Trillo, là où on ne l'attendait pas. La surprise est totale. Le scénariste sulfureux de « Vieilles canailles », « La grande arnaque », « Je suis un vampire » et quelques autres BD tout aussi noires comme « Vidéo Noire » se met à l'Héroïc Fantasy. Et l'essai est plus que concluant. Parce que Trillo transcende le genre. Dans son monde imaginaire peuplé de petits êtres aux oreilles pointues (les Callicantzarois) et d'autres à la peau bleue -plus ou moins frustes et poilus selon qu'ils appartiennent à l'une des deux autres races (les Orques ou les Fankenmannikins)- l'homme existe sous forme de légende. Un conteur raconte des histoires d'humains. Mais sans croire qu'il en rencontrera un jour. Vous allez me dire : avec des ingrédients pareils, on peut déjà deviner qu'il va en rencontrer, des hommes. Oui, mais ce qui est moins attendu, c'est que l'homme en question est le fruit des amours « bâtardes » d'une « Orque » et d'un « Callicantzarois ». L'Homme, accident de la nature, produit du hasard, dans le monde de Trillo ? Presque. Car à la fin de ce premier tome, le génial scénariste redistribue toutes les cartes.

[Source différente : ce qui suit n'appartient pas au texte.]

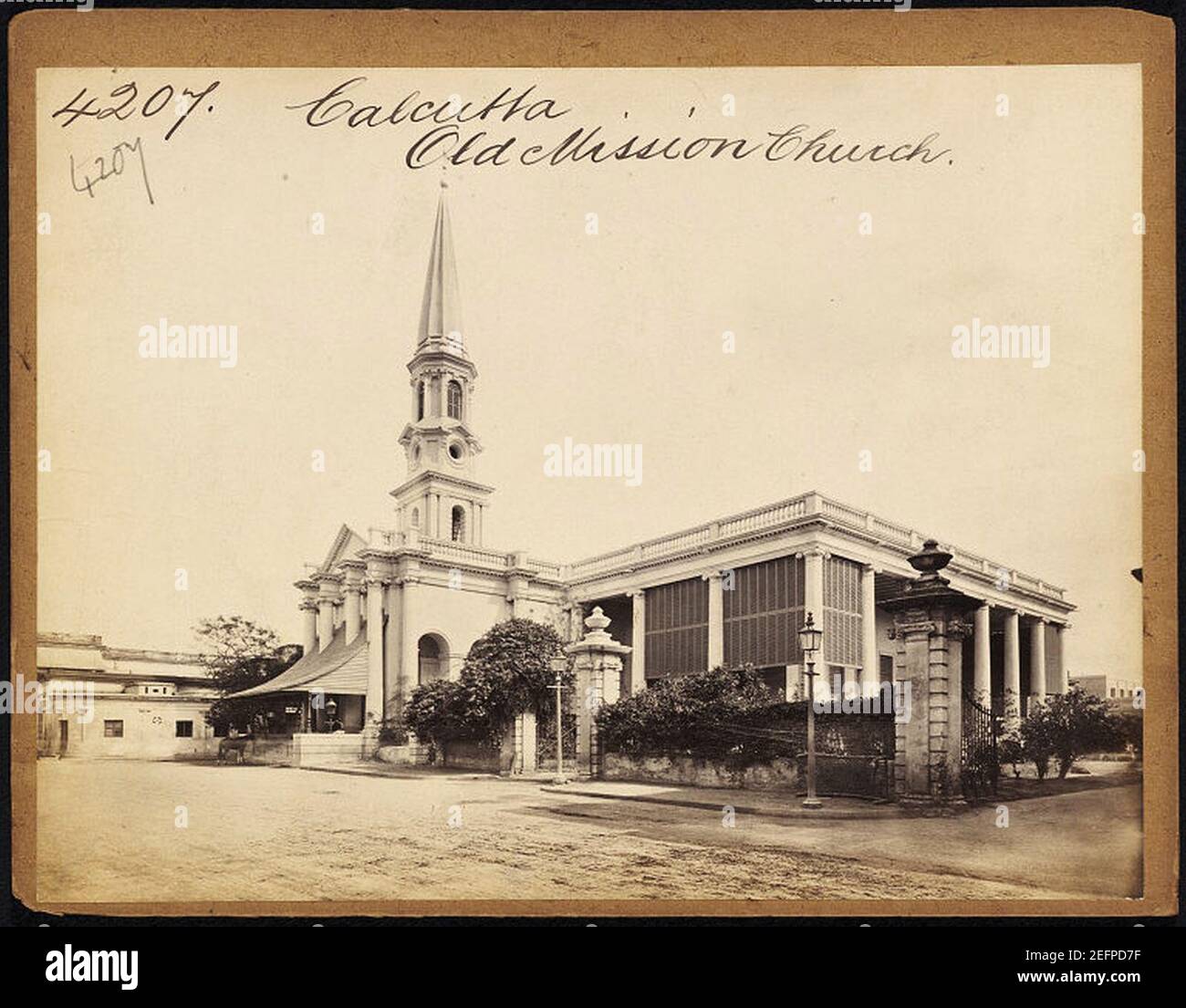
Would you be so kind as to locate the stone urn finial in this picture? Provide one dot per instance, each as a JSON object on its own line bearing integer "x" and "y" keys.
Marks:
{"x": 930, "y": 561}
{"x": 598, "y": 620}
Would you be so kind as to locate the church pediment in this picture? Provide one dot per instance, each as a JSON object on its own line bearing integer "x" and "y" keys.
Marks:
{"x": 345, "y": 544}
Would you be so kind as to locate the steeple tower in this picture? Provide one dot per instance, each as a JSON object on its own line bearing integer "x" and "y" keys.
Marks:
{"x": 440, "y": 499}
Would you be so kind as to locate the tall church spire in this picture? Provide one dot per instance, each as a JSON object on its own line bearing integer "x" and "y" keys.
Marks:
{"x": 440, "y": 315}
{"x": 440, "y": 497}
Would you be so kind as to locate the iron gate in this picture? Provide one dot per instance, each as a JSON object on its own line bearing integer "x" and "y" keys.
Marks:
{"x": 979, "y": 759}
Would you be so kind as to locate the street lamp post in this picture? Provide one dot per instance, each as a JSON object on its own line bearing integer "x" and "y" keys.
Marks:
{"x": 809, "y": 639}
{"x": 560, "y": 665}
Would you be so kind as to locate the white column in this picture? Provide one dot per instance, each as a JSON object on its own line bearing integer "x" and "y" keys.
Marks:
{"x": 870, "y": 659}
{"x": 983, "y": 676}
{"x": 411, "y": 623}
{"x": 715, "y": 619}
{"x": 375, "y": 589}
{"x": 639, "y": 641}
{"x": 352, "y": 591}
{"x": 1062, "y": 676}
{"x": 325, "y": 600}
{"x": 1038, "y": 659}
{"x": 1012, "y": 668}
{"x": 308, "y": 639}
{"x": 396, "y": 687}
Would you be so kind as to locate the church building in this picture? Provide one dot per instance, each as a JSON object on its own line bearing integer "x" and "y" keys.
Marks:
{"x": 396, "y": 608}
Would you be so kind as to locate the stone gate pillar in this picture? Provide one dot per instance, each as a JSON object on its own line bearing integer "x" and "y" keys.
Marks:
{"x": 930, "y": 624}
{"x": 597, "y": 662}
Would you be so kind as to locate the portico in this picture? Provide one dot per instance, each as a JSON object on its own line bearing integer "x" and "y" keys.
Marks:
{"x": 734, "y": 591}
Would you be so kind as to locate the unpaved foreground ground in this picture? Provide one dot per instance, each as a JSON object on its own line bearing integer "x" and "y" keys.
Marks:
{"x": 108, "y": 831}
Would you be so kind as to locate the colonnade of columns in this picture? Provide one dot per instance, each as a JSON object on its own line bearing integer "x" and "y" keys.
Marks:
{"x": 1040, "y": 683}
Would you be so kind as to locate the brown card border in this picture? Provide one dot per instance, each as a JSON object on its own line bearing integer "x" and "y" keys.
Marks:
{"x": 765, "y": 38}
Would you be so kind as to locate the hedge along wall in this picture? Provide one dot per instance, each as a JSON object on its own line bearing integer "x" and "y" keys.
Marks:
{"x": 765, "y": 750}
{"x": 758, "y": 736}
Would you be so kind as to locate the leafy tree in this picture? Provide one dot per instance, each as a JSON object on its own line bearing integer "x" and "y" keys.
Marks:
{"x": 238, "y": 653}
{"x": 686, "y": 712}
{"x": 506, "y": 672}
{"x": 1066, "y": 727}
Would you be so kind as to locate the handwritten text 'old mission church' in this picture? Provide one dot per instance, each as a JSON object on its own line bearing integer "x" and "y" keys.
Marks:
{"x": 461, "y": 133}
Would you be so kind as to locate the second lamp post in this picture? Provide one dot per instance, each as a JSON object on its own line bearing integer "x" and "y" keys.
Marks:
{"x": 810, "y": 637}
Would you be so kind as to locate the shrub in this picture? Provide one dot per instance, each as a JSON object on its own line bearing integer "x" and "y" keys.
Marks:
{"x": 1066, "y": 727}
{"x": 734, "y": 716}
{"x": 506, "y": 672}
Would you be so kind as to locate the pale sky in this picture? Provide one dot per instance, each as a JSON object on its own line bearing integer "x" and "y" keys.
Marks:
{"x": 842, "y": 339}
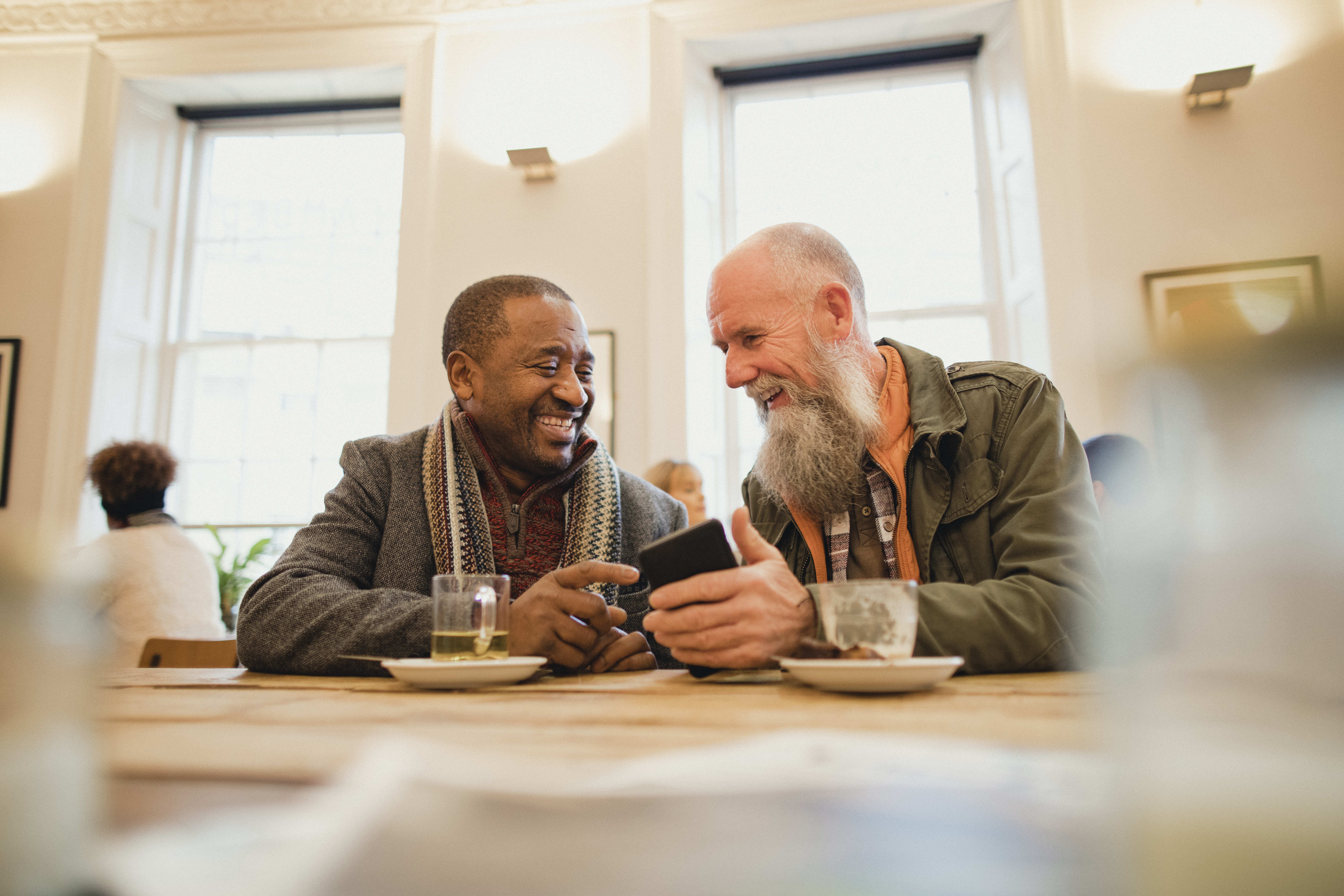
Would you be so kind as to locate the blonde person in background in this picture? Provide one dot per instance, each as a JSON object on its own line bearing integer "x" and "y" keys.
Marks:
{"x": 682, "y": 480}
{"x": 158, "y": 584}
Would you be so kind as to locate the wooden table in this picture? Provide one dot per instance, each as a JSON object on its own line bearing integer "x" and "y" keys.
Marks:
{"x": 182, "y": 741}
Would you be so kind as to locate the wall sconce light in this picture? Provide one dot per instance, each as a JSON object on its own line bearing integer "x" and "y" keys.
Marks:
{"x": 1210, "y": 89}
{"x": 535, "y": 163}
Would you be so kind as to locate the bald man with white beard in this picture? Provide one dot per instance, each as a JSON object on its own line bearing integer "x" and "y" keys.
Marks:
{"x": 881, "y": 463}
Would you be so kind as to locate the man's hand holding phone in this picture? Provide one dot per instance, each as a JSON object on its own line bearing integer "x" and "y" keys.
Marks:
{"x": 573, "y": 628}
{"x": 734, "y": 619}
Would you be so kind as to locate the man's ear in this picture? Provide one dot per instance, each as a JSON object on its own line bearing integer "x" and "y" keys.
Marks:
{"x": 464, "y": 375}
{"x": 834, "y": 312}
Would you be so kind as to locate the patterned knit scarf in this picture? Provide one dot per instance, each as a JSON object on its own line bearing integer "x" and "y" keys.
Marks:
{"x": 462, "y": 531}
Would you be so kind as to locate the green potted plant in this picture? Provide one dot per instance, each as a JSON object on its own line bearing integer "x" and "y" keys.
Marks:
{"x": 232, "y": 579}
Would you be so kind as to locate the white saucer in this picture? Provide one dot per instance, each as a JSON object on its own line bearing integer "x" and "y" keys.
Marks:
{"x": 873, "y": 676}
{"x": 463, "y": 674}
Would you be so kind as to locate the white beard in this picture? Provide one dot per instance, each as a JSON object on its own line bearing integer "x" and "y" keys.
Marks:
{"x": 812, "y": 456}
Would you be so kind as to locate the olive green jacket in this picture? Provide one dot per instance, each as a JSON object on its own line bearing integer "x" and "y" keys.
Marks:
{"x": 1002, "y": 514}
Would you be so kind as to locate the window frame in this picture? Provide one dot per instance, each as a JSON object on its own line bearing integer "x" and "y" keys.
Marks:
{"x": 991, "y": 309}
{"x": 197, "y": 160}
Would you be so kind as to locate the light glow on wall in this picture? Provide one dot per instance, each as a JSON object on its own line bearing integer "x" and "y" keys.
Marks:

Faut-il le dire ?, cet exercice de style m'a emballé. D'autant plus que pour le mener à bien, Trillo a fait appel à un dessinateur très différent de ses habituels comparses. Domingues propose un dessin plus humoristique, plus stylisé et une mise en couleur ad hoc, aux antipodes des habituels albums en noir et blanc tranché scénarisés par Trillo. Bref, « Hyter de Flok » se présente comme une incursion réussie d'Albin Michel sur les terres très protégées de Soleil et de Dargaud (La quête de l'oiseau du temps).
Niaq Micmac (Spoon & White) par Thierry Bellefroid
« Niaq micmac », tome 3 des aventures de Spoon & White, par Léturgie et Yann. Dans la collection Humour Libre des éditions Dupuis.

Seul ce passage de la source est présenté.